After Naina said that it wasn't appropriate for her to share a meal with me in my hotel room, I have been unable to put my mind at ease.

Although I didn't say anything to her, but I felt like she built up a barrier between us, or maybe the barrier was always there but I didn't realize until now. 

To me, Naina has been a girl I met through work. She's kind, compassionate, smart, well-mannered, everything that I have felt mostly lacking around the people I have worked with in the past.

In the entertainment industry, everyone is mostly thinking about themselves. I don't blame them, the competition is too fierce. Everyone is always trying to be in the headlines, and they are ready to fight for it. They simply don't have the time to wait, look around, and do something nice. Everyone is always struggling in the entertainment industry... one way or another.

Naina felt so difficult, like a breath of fresh air. I feel drawn towards her for reasons I am unable to fathom. I wanna talk to her, sit beside her, try to glance at her soul through her words. But after that incident in the hospital, I have been unable to find any alone time with her. Urgh, it's frustrating!!!!!

I kept pacing up and down the room for almost an hour, I really wanted to talk to Naina. I wanted to tell her that we shouldn't let people dictate if they can eat alone in a room Or not. I wanted to tell her that we can be friends, no, we SHOULD be friends. Why not? I am so cute! I will be a nice friend.

But I know what she will say, and I know that maybe she isn't wrong entirely. People will create rumours and this will make life tough for both of us. Yet, I genuinely want to talk to her, just once, no not once, twice... Urgh that's too less, I don't know how many times, but I do know that I have to talk to her.

Should I call her? No. That's a bad idea.
I should visit her room.. but what if she minds, it is past 9 pm.

Urgh this is frustrating, I have never thought so much before talking to anyone in my life!

In order to put my mind at ease, I decided to grab a smoke. I need to smoke, and not inside this suffocating hotel room, I need to smoke outside.

I grabbed my cap and cigarettes and went outside the hotel. It was pretty late and the night was dark, if I stand in a corner and smoke, no one will notice me.

The moment that cigarette hit my lips and I puffed out my first smoke I felt much better...
God knows what that Naina has been doing to my head, but this cigarette is definitely helping to calm me down.

Suddenly, I noticed a girl standing opposite to me, looking straight at me. Shit! She must have recognised me. What if she tells someone that I smoke, it isn't going to be good for my reputation. I know that I can't be called a bad person for smoking but still I have so many fans who are young boys and girls and I don't wanna influence them towards a bad habit!

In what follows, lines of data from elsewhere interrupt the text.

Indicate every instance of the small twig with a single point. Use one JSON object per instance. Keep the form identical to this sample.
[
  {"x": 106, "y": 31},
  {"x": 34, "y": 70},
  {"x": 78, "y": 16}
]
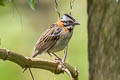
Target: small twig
[
  {"x": 31, "y": 73},
  {"x": 56, "y": 7},
  {"x": 65, "y": 53},
  {"x": 71, "y": 5},
  {"x": 68, "y": 72},
  {"x": 37, "y": 63}
]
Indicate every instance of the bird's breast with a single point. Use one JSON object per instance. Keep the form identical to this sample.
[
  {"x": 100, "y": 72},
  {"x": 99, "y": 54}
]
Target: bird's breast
[{"x": 61, "y": 43}]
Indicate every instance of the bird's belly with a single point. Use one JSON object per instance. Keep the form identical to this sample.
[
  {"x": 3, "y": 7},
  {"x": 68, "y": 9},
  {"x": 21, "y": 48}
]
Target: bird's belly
[{"x": 60, "y": 44}]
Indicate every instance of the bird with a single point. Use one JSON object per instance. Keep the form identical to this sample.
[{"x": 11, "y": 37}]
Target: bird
[{"x": 56, "y": 37}]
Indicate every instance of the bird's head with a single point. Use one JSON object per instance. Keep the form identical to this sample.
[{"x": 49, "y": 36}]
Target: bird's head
[{"x": 67, "y": 21}]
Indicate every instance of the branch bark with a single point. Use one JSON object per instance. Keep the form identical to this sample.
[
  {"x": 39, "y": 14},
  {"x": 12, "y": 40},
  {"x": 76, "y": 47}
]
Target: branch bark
[{"x": 25, "y": 62}]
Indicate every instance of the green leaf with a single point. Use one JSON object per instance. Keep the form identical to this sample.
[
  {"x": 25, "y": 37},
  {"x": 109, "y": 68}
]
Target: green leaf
[
  {"x": 2, "y": 3},
  {"x": 32, "y": 4}
]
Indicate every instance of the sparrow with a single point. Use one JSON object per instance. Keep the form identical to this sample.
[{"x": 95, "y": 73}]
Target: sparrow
[{"x": 56, "y": 37}]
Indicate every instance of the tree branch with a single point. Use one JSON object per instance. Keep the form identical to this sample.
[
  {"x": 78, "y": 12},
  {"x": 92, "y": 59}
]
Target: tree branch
[{"x": 25, "y": 62}]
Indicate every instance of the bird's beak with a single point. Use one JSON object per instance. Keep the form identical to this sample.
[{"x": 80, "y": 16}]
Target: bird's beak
[{"x": 76, "y": 23}]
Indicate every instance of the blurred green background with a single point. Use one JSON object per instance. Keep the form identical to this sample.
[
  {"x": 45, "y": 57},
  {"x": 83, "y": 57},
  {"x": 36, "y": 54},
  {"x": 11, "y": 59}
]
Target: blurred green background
[{"x": 20, "y": 28}]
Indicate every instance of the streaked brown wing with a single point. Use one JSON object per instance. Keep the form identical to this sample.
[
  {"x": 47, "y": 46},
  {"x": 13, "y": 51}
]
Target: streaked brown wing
[{"x": 47, "y": 40}]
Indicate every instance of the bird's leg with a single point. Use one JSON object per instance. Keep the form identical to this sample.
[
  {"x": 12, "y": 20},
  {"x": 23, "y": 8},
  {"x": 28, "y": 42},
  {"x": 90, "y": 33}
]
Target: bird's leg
[
  {"x": 51, "y": 56},
  {"x": 58, "y": 58},
  {"x": 65, "y": 54}
]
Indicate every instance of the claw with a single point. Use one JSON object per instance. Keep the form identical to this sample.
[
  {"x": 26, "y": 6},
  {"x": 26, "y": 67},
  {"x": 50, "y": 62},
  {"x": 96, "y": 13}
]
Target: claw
[{"x": 7, "y": 53}]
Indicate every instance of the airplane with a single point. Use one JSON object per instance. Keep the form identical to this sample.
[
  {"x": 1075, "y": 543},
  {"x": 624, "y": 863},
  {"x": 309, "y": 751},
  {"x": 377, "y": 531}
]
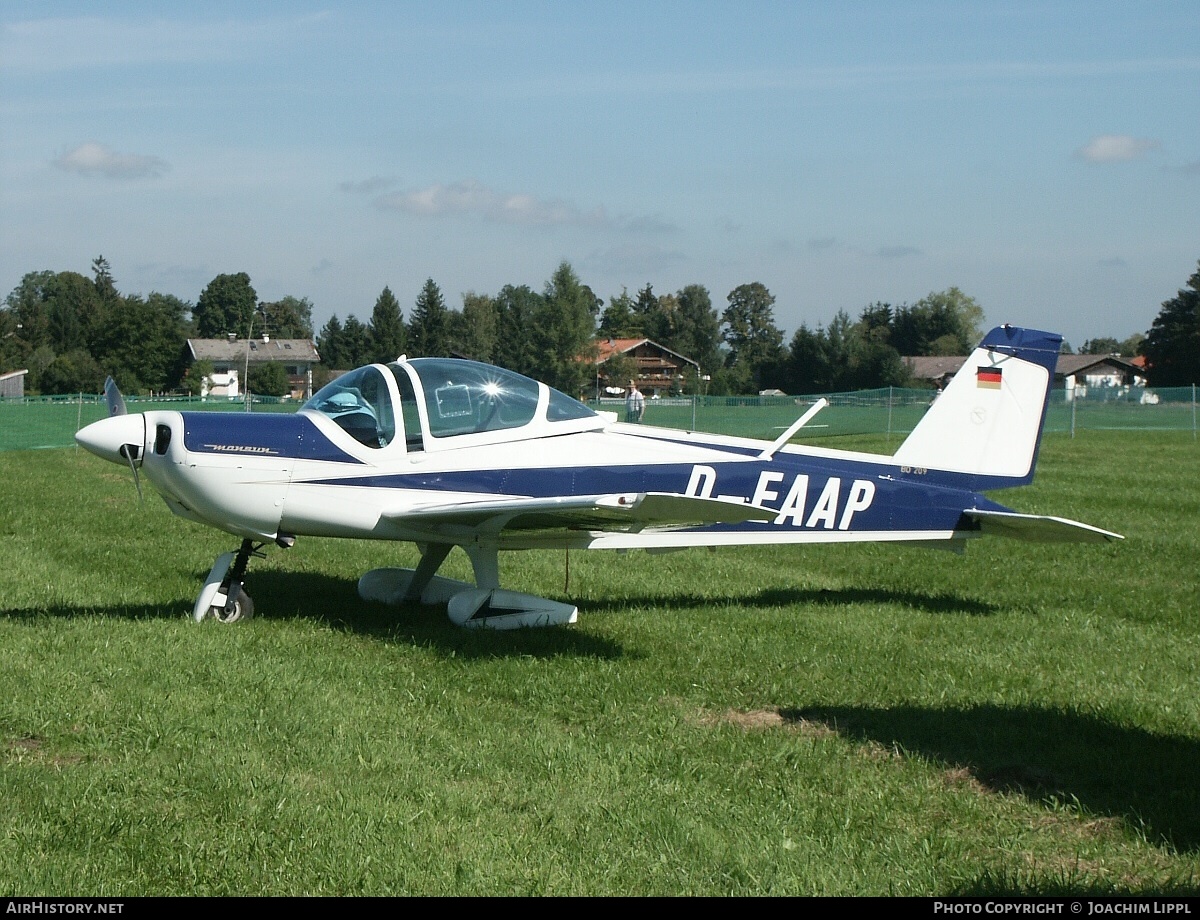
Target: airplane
[{"x": 448, "y": 452}]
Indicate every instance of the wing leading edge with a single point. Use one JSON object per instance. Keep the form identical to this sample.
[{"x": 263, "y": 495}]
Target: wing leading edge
[{"x": 1038, "y": 528}]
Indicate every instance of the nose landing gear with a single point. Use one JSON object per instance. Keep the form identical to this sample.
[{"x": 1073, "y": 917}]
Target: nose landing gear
[{"x": 222, "y": 596}]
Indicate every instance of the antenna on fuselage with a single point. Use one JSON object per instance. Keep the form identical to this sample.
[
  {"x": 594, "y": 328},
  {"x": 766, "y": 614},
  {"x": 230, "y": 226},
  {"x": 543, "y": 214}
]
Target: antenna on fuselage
[{"x": 795, "y": 427}]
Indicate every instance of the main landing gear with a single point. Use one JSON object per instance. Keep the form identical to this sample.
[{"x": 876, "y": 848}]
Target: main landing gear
[{"x": 222, "y": 597}]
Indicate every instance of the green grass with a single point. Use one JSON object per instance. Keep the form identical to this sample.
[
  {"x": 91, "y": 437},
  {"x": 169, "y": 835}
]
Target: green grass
[{"x": 799, "y": 721}]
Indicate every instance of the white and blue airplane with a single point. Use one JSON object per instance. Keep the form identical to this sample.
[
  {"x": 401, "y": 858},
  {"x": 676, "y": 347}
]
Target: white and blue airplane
[{"x": 445, "y": 452}]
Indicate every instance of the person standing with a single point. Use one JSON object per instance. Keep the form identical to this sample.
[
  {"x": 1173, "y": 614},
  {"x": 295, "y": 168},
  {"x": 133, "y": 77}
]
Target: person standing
[{"x": 635, "y": 403}]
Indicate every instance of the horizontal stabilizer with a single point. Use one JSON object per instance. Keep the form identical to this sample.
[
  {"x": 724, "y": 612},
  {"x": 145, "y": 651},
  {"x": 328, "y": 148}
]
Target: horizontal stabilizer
[{"x": 1038, "y": 528}]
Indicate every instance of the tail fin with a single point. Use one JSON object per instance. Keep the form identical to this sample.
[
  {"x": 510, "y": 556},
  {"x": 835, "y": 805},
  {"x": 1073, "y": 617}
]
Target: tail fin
[{"x": 987, "y": 424}]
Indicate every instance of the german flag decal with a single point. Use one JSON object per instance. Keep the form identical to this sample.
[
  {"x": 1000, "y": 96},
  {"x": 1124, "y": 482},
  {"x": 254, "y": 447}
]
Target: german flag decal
[{"x": 988, "y": 377}]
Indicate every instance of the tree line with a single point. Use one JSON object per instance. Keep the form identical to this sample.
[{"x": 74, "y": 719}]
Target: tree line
[{"x": 71, "y": 331}]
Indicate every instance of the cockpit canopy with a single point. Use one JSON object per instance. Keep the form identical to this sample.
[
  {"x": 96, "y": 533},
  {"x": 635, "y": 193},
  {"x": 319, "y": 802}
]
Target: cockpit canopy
[{"x": 439, "y": 402}]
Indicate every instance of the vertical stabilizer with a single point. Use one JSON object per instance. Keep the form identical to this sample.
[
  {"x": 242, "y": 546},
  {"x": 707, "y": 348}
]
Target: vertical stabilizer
[{"x": 987, "y": 424}]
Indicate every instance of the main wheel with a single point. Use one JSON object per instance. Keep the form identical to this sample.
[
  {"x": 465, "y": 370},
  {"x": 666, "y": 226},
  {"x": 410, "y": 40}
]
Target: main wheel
[{"x": 243, "y": 609}]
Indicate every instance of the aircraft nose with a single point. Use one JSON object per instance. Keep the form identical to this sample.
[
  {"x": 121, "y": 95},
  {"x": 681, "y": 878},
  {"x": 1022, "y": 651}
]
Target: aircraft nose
[{"x": 118, "y": 438}]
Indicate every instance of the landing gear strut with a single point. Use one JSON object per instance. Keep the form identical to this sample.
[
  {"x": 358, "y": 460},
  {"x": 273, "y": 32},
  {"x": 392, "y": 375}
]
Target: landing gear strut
[{"x": 222, "y": 597}]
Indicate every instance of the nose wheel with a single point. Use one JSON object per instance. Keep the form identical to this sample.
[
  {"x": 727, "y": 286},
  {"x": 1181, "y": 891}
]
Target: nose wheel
[{"x": 222, "y": 597}]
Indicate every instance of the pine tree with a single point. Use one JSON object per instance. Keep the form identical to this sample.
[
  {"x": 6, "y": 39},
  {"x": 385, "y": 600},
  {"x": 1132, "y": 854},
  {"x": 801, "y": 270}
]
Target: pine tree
[{"x": 385, "y": 330}]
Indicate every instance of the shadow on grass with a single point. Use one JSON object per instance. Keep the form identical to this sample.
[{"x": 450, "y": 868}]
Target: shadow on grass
[
  {"x": 1055, "y": 757},
  {"x": 335, "y": 602},
  {"x": 771, "y": 597}
]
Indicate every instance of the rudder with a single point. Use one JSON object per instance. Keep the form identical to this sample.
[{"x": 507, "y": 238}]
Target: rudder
[{"x": 987, "y": 424}]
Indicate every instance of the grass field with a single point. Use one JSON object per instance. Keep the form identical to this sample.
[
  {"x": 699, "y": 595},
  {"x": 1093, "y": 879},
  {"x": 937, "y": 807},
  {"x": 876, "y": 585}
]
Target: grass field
[{"x": 849, "y": 720}]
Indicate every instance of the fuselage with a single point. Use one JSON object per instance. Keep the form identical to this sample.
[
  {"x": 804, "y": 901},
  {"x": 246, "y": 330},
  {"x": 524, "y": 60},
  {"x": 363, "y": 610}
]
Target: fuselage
[{"x": 267, "y": 475}]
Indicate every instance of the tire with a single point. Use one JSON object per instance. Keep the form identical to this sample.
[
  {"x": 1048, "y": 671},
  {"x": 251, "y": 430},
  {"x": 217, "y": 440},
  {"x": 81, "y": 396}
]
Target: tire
[{"x": 243, "y": 609}]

I quickly threw the cigarette and decided to go back to the hotel.

However, contrary to the expectations, that girl kept walking in my direction. Oh God, she has definitely recognised me... Now what? If I run now, it will look so weird, as if I was doing something shady outside a hotel!

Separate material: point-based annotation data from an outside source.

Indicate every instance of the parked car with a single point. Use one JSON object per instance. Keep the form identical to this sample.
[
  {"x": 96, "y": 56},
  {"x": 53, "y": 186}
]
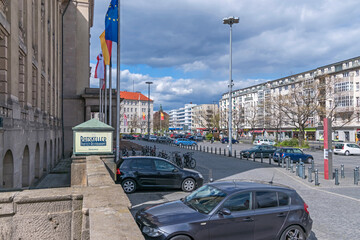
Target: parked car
[
  {"x": 184, "y": 141},
  {"x": 149, "y": 172},
  {"x": 226, "y": 140},
  {"x": 229, "y": 210},
  {"x": 128, "y": 136},
  {"x": 257, "y": 150},
  {"x": 347, "y": 148},
  {"x": 294, "y": 154},
  {"x": 264, "y": 141},
  {"x": 164, "y": 139},
  {"x": 152, "y": 138}
]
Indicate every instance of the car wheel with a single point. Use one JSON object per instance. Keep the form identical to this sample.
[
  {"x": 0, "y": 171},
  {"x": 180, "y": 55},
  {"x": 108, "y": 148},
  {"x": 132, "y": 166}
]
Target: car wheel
[
  {"x": 180, "y": 237},
  {"x": 129, "y": 185},
  {"x": 188, "y": 185},
  {"x": 293, "y": 232}
]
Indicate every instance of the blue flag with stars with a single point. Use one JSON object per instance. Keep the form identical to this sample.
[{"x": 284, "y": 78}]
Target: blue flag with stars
[{"x": 111, "y": 21}]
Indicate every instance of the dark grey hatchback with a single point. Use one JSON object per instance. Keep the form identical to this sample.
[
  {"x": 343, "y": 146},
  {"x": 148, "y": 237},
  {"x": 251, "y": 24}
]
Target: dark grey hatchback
[
  {"x": 154, "y": 172},
  {"x": 229, "y": 210}
]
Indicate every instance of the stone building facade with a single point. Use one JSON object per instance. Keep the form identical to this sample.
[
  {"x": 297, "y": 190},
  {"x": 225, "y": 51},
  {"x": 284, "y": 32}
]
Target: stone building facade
[{"x": 32, "y": 48}]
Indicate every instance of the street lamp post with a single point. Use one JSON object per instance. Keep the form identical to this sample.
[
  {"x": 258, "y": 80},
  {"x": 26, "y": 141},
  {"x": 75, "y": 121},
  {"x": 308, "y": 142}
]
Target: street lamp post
[
  {"x": 230, "y": 21},
  {"x": 149, "y": 83}
]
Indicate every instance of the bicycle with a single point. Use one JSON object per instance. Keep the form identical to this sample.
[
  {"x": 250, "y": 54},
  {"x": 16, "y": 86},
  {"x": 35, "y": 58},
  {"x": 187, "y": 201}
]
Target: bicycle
[
  {"x": 189, "y": 161},
  {"x": 176, "y": 158}
]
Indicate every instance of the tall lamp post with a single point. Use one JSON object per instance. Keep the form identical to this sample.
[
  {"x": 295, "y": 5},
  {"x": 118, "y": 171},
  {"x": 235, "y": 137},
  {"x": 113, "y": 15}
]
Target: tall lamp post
[
  {"x": 149, "y": 83},
  {"x": 230, "y": 21}
]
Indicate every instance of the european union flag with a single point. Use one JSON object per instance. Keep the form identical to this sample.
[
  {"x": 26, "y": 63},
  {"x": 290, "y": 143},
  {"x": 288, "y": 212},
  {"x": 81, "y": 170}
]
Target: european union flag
[{"x": 111, "y": 21}]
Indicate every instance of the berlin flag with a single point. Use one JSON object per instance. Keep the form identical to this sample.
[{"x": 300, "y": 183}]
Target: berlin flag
[{"x": 99, "y": 70}]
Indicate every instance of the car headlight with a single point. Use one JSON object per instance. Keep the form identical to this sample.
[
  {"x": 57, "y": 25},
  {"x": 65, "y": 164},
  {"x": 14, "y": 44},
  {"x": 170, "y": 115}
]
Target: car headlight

As the girl kept walking towards my direction,  the hotel's neon sign threw light in her face. I realised that I know her! This is Naina! But what is she doing outside the hotel so late?

"Naina?" I said, still surprised.

"You smoke, Aakash?", she said and looked at me with a disgusted expression!

" Umm.. Yeah, occasionally, but it's not a habit I promise." I assured her.
Listening to my last statement Naina realise that she has made it pretty apparent that she didn't like what I was doing a while ago. She quickly fixed her expressions and looked at me emotionless.